A Python pacakge to help Databricks Unity Catalog users to read and query
Delta Lake tables with Polars
, DuckDb
, or PyArrow
.
Unity Catalog does not place nice out-of-the-box with many of
these tools using built in features like polars.read_delta()
for
example.
LakeScum
takes that difficulty away.
LakeScum
can be installed for Python with a simple pip
command.
pip install lakescum
There are currently the methods to read and query a Unity Catalog Delta Lake
with ...
Polars
DuckDb
PyArrow
You can query and return a Polars
Dataframe from a Unity Catalog Delta Lake
table with
the following method.
unity_catalog_delta_to_polars()
It takes 2 required parameters, and one optional.

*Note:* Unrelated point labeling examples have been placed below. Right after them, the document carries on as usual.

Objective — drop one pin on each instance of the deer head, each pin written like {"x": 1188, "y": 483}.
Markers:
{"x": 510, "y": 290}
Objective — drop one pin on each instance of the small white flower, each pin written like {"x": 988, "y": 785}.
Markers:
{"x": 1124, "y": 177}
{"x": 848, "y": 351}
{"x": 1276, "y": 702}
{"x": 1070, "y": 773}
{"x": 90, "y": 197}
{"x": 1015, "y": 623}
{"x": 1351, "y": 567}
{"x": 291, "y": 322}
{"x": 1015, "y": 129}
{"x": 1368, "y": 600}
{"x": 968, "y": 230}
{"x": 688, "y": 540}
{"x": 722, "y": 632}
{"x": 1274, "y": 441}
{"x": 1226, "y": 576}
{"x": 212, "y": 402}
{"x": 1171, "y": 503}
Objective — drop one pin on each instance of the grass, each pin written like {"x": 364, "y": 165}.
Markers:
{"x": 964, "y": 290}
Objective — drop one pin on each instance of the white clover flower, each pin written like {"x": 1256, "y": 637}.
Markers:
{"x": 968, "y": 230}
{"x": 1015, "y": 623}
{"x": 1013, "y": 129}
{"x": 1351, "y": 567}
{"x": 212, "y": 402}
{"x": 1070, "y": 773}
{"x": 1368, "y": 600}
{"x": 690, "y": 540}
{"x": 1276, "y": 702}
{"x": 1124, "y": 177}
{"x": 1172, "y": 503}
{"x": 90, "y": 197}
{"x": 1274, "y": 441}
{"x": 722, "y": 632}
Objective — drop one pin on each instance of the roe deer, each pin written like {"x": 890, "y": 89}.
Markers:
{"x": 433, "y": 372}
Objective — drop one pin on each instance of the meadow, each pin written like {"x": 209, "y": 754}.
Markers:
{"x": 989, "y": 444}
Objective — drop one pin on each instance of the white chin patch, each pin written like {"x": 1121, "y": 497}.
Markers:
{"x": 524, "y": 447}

spark: str - Spark Session
table_name: str - Unity Catalog table name
sql_filter - Optional SQL WHERE clause filter
Example ...
polars_df = unity_catalog_delta_to_polars(spark,
'production.default.fact_orders',
sql_filter="year = 2024 and month = 3 and day = 10")
print(polars_df.head(10))
order_id | product_id | order_date | quantity
1 | 4567 | '2024-03-10' | 5
This method will register a Unity Catalog Delta Table as a DuckDB
table so you
can query it with DuckDB
.
unity_catalog_delta_register_to_duckdb()
It takes 3 required parameters, and one optional.
spark: str - Spark Session
unity_table_name: str - Unity Catalog table name
duck_table_name: str - Desired DuckDB table name
sql_filter - Optional SQL WHERE clause filter
Example ...
unity_catalog_delta_register_to_duckdb(spark,
"production.default.fact_orders",
"test",
sql_filter="year = 2024 and month =3 and day = 19")
results = duckdb.sql("SELECT * FROM test")
print(results)
order_id | product_id | order_date | quantity
1 | 4567 | '2024-03-10' | 5
This method will return a PyArrow
Table from a Unity Catalog Delta Table.
unity_catalog_delta_to_pyarrow()
It takes 2 required parameters, and one optional.
pa = unity_catalog_delta_to_pyarrow(spark,
"production.default.fact_orders",
sql_filter="year = 2024 and month =3 and day = 19")
print(pa)
order_id | product_id | order_date | quantity
1 | 4567 | '2024-03-10' | 5